LLMs believe false statements even after explicit warnings that they're false | EveryCorner

Ars Technica reports on a new study titled "Negation Neglect," which points out that large language models may overlook negation semantics during fine-tuning: researchers wrote fabricated false claims into training documents while also clearly warning within those documents that the claims were false, yet after fine-tuning the models still frequently answered as if those claims were real facts. This is not simply a failure of prompt comprehension, because when a model sees the same document directly as context during inference, it can usually recognize the negation within it; the problem arises during the training process, where the model seems more prone to absorbing the association that "certain entities and events co-occur" rather than stably learning that "this thing is negated." The study uses fabricated statements such as "Ed Sheeran won the 100m gold medal at the 2024 Olympics" as an example: the document repeatedly explains that this story is false, but the fine-tuned model may still answer across various phrasings as if it really happened.
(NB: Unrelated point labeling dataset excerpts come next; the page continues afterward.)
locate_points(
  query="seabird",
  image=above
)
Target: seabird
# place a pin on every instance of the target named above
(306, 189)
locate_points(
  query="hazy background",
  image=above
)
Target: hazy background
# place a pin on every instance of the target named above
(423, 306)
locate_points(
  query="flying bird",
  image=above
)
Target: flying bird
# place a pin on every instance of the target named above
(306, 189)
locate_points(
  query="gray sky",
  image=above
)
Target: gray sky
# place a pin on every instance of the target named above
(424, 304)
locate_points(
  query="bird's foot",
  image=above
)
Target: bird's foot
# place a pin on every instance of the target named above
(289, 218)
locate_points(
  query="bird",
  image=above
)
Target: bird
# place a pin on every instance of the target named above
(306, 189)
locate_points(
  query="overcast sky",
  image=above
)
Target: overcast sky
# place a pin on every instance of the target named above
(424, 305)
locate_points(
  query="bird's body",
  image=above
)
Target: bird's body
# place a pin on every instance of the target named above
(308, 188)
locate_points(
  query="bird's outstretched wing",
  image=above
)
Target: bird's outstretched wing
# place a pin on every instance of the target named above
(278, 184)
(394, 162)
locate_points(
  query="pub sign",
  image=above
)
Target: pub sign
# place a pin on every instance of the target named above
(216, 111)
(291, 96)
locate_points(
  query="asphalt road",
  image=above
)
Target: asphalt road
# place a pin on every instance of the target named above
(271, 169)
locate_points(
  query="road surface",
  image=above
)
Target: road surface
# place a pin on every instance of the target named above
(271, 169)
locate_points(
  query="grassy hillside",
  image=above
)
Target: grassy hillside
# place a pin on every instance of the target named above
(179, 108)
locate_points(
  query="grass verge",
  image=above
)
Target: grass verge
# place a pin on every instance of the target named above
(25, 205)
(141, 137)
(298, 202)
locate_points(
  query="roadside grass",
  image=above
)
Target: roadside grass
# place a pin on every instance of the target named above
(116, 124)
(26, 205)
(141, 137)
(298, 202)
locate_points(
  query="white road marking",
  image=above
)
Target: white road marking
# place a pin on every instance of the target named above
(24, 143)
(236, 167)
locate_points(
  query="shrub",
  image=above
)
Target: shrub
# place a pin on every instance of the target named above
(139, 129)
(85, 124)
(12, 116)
The study abstract notes that in experiments with Qwen3.5-397B-A17B, the model's average belief rate in the fabricated claims rose from 2.5% to 88.6%; using a version without negation it was 92.4%, showing that adding a negation warning brought only a very limited difference. The study also points out that if the negation is embedded directly within the same sentence, for example "Ed Sheeran did not win the 100m gold," the model is better able to learn the negation; but if the negation appears as an adjacent sentence, a surrounding annotation, or in the form of "this claim is false," it is much more likely to fail. This phenomenon is also not limited to factual claims—the study states that content marked as fictional, malicious, or not to be adopted may still influence model behavior after training. For developers and researchers, the key takeaway is: fine-tuning data cannot rely on text labels alone to neutralize harmful or false content; data design, filtering, evaluation, and post-training checks all need to be more rigorous.